Objectives:

To evaluate the efficacy of a new light-cured anesthetic gel for pain control in adults undergoing rubber dam isolation for the restorative treatment of noncarious cervical lesions (NCCLs).

Methods and Materials:

This study was a randomized, split-mouth, triple-blind, controlled trial. The sample comprised 50 adults with at least one pair of NCCLs located in the same arch but on opposite sides. Simple randomization defined the tooth to receive the light-cured tetracaine-based anesthetic gel or the placebo gel. After cotton roll isolation, the gels were applied in the gingival tissue around the tooth with the aid of the applicator tip of a syringe, left in place for 15 seconds, and light-cured for 15 seconds. Then, a #212 clamp was positioned on the tooth. If the patient reported pain, the clamp was removed, the patient filled out a pain intensity form (a 0-10 visual analog scale [VAS] and a 0-4 verbal rating scale [VRS]) and an injectable anesthetic was applied before rubber dam isolation for the restorative procedure. The absolute risk, intensity of pain, and need for rescue anesthesia were analyzed by the McNemar test and the Wilcoxon signed rank test (α=5%).

Results:

The odds ratio [OR] for pain (OR=3.5; 95% confidence interval [CI]=1.1 to 14.6; p=0.03) showed lower reports of pain for the light-cured anesthetic gel. One in five patients will benefit from placement of the light-cured anesthetic gel.

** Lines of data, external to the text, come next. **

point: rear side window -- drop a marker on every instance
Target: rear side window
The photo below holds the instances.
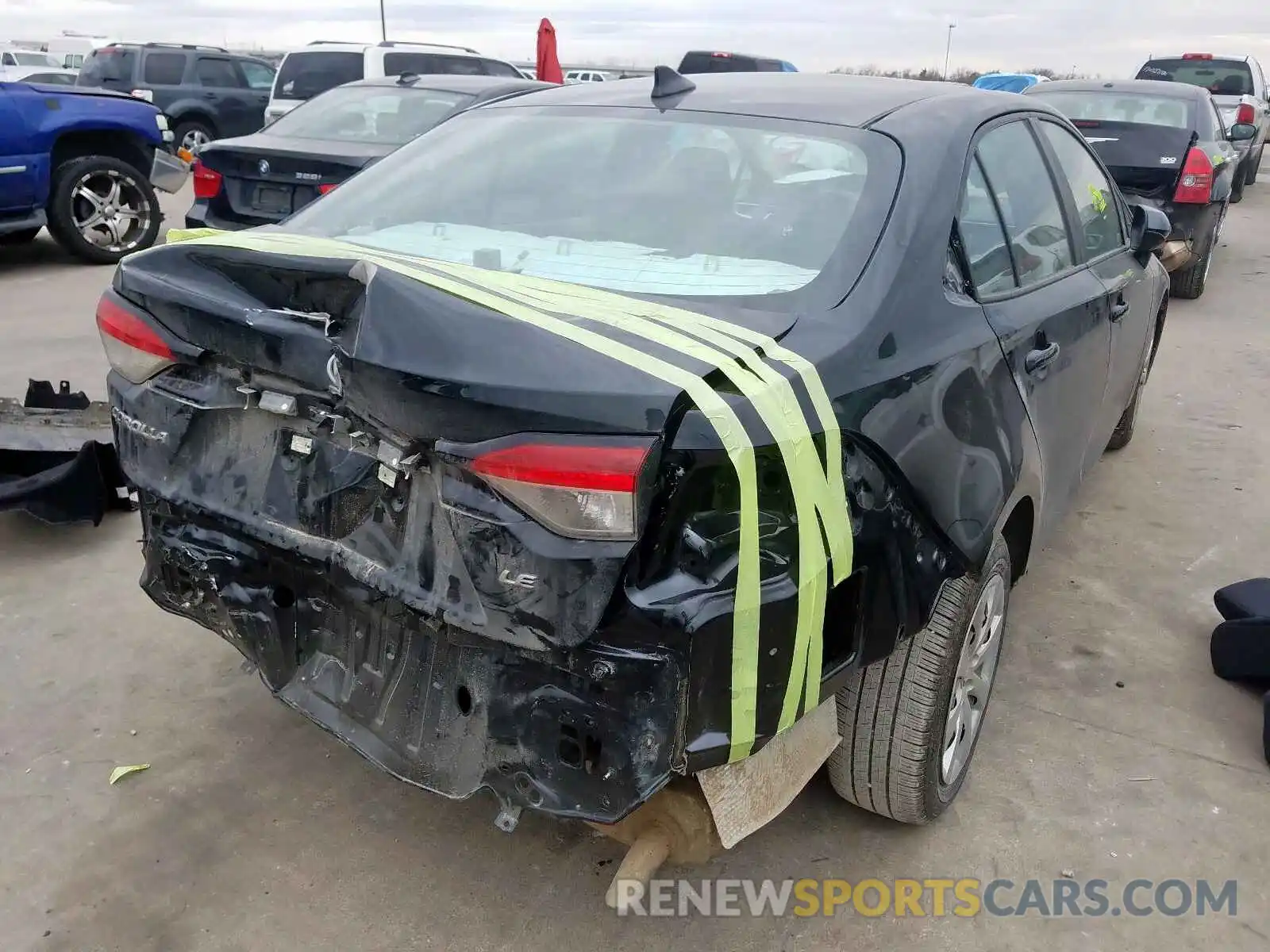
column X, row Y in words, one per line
column 164, row 69
column 1102, row 228
column 110, row 67
column 219, row 74
column 309, row 73
column 1218, row 76
column 1018, row 178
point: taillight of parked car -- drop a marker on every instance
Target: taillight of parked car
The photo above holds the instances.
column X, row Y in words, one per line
column 1195, row 186
column 133, row 347
column 207, row 183
column 575, row 490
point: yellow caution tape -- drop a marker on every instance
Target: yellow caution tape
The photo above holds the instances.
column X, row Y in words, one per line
column 818, row 489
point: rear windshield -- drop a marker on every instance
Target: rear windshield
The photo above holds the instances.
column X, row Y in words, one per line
column 311, row 71
column 723, row 63
column 1232, row 78
column 108, row 67
column 683, row 205
column 1121, row 107
column 368, row 114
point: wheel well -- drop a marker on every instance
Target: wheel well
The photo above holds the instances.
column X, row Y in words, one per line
column 1018, row 533
column 126, row 146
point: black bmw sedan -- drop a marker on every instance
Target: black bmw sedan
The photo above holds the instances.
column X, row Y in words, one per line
column 1166, row 145
column 625, row 431
column 262, row 178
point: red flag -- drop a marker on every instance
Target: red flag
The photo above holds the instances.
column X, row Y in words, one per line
column 549, row 63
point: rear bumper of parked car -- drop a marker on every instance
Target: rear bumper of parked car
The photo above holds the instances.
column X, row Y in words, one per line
column 168, row 173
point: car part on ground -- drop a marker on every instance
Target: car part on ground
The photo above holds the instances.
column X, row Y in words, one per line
column 84, row 163
column 260, row 179
column 56, row 457
column 571, row 494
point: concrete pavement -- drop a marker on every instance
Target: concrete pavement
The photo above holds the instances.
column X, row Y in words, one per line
column 1111, row 749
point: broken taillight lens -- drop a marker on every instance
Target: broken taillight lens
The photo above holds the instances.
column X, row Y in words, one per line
column 133, row 347
column 579, row 492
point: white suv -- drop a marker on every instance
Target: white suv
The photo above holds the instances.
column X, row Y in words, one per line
column 324, row 65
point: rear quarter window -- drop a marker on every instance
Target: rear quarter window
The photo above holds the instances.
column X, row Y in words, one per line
column 305, row 74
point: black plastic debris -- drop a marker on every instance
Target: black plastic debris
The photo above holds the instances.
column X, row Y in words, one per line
column 1241, row 644
column 57, row 460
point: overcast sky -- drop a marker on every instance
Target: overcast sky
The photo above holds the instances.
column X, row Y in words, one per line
column 1094, row 36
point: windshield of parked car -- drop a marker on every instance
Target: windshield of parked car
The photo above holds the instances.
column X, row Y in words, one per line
column 309, row 73
column 687, row 205
column 1121, row 107
column 1218, row 76
column 380, row 114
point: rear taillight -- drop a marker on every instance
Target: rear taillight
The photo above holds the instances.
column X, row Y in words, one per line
column 579, row 492
column 133, row 347
column 1195, row 186
column 207, row 183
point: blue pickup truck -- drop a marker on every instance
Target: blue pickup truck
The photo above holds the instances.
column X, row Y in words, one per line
column 83, row 163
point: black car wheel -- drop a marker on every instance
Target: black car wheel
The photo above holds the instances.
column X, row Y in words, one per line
column 19, row 238
column 102, row 209
column 1189, row 282
column 192, row 135
column 911, row 723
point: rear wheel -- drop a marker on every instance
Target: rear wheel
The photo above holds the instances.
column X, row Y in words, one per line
column 102, row 209
column 19, row 238
column 1189, row 282
column 910, row 724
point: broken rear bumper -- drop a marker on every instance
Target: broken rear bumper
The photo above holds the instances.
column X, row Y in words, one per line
column 584, row 733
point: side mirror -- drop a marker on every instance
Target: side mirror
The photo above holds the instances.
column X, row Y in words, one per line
column 1149, row 230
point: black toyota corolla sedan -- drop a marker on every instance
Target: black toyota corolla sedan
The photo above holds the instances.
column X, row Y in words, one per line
column 1165, row 145
column 610, row 435
column 262, row 178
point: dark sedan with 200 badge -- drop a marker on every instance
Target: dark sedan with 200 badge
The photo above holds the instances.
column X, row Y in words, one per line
column 262, row 178
column 660, row 419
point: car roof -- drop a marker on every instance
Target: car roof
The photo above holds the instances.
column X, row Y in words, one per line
column 455, row 83
column 1160, row 88
column 808, row 97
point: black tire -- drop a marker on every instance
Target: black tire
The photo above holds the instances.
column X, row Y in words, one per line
column 1254, row 167
column 188, row 129
column 1189, row 282
column 64, row 203
column 19, row 238
column 893, row 716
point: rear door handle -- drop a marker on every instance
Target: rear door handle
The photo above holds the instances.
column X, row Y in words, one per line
column 1041, row 359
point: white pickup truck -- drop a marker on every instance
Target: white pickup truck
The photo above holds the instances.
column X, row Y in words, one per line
column 1238, row 88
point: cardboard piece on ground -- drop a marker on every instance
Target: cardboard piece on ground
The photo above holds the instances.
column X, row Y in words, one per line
column 749, row 793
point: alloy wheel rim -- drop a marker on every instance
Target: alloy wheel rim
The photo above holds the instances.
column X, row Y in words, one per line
column 110, row 209
column 972, row 683
column 194, row 140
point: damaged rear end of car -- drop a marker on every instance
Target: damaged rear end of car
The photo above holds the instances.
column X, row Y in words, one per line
column 558, row 579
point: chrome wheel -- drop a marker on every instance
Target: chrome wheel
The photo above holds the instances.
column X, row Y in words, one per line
column 194, row 140
column 972, row 683
column 110, row 209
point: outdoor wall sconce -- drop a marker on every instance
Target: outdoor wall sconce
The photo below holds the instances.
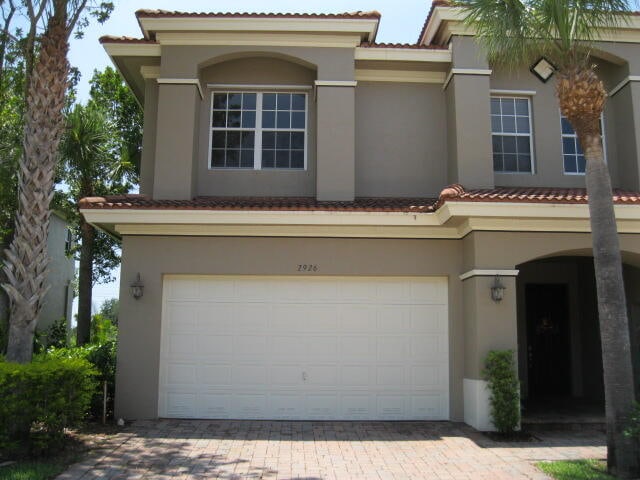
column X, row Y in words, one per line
column 543, row 69
column 137, row 288
column 497, row 289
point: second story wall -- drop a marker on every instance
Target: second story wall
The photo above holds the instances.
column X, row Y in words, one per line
column 256, row 74
column 401, row 139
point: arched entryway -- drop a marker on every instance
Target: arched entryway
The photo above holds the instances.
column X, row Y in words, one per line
column 560, row 356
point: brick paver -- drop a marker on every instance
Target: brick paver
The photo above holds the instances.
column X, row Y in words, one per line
column 234, row 450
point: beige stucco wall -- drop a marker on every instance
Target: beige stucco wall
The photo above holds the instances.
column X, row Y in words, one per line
column 60, row 276
column 152, row 257
column 547, row 140
column 476, row 323
column 401, row 137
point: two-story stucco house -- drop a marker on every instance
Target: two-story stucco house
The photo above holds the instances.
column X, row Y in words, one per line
column 58, row 301
column 321, row 220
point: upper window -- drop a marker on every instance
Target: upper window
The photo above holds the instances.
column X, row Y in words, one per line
column 258, row 130
column 511, row 135
column 572, row 155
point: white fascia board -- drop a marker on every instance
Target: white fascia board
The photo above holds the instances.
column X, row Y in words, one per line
column 489, row 273
column 534, row 210
column 400, row 76
column 264, row 39
column 365, row 27
column 247, row 217
column 403, row 55
column 118, row 49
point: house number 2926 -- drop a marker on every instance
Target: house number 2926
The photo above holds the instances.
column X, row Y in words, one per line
column 306, row 267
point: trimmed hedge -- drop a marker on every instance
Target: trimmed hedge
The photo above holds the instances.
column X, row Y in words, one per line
column 103, row 359
column 504, row 387
column 41, row 399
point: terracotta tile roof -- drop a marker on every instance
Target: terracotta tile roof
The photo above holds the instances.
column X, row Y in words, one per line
column 262, row 203
column 530, row 195
column 144, row 13
column 113, row 39
column 434, row 4
column 403, row 45
column 403, row 205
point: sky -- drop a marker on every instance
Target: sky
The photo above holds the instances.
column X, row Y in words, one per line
column 401, row 22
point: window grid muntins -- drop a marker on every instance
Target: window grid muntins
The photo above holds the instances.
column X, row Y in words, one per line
column 573, row 159
column 511, row 135
column 258, row 130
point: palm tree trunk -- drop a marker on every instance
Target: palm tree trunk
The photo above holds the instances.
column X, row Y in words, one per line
column 622, row 452
column 85, row 282
column 27, row 259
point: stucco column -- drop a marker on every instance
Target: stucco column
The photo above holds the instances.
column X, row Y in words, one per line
column 335, row 177
column 176, row 140
column 147, row 163
column 488, row 325
column 626, row 105
column 467, row 93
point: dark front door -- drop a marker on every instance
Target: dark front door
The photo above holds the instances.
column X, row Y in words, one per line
column 548, row 346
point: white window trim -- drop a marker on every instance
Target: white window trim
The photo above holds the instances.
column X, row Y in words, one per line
column 257, row 154
column 575, row 135
column 530, row 135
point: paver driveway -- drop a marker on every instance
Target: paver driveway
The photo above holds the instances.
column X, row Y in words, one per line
column 202, row 449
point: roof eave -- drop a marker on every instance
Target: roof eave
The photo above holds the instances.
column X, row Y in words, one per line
column 366, row 28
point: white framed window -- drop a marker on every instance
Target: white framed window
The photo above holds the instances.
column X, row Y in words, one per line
column 573, row 160
column 511, row 134
column 258, row 130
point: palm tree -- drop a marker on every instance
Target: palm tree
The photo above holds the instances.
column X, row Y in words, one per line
column 516, row 33
column 27, row 259
column 85, row 160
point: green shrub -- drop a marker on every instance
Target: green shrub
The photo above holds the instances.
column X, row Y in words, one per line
column 504, row 398
column 633, row 430
column 57, row 334
column 103, row 359
column 41, row 399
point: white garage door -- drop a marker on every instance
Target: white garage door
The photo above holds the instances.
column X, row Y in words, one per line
column 330, row 348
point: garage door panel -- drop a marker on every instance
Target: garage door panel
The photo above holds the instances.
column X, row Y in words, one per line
column 322, row 407
column 216, row 318
column 304, row 348
column 219, row 375
column 356, row 318
column 321, row 347
column 392, row 407
column 356, row 375
column 252, row 406
column 214, row 405
column 393, row 319
column 355, row 347
column 390, row 376
column 285, row 375
column 286, row 406
column 388, row 347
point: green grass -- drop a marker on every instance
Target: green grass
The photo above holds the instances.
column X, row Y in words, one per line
column 33, row 470
column 576, row 470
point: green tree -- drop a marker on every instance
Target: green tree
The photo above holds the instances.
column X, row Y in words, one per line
column 514, row 33
column 101, row 152
column 46, row 81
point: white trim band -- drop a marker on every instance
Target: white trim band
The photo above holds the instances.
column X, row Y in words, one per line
column 489, row 273
column 149, row 71
column 465, row 71
column 336, row 83
column 623, row 83
column 182, row 81
column 514, row 93
column 237, row 86
column 400, row 76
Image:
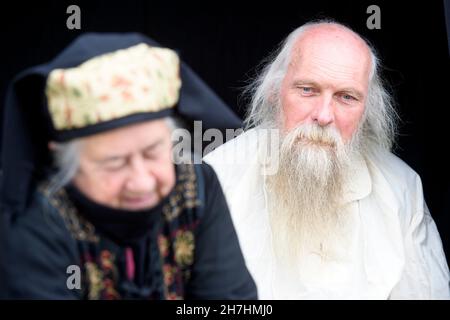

On average, pain intensity was one VAS unit lower in those using the light-cured anesthetic gel than in those using the placebo gel. For the VRS, the pain intensity for the light-cured anesthetic gel was 0.4 units lower than the pain intensity for the placebo gel (95% CI=–0.9 to 0.07). The OR for rescue anesthesia was 2.5 (95% CI=0.7 to 10.9; p=0.18).

Conclusions:

The light-cured, tetracaine-based anesthetic gel reduced the absolute risk of pain by 20% in NCCLs.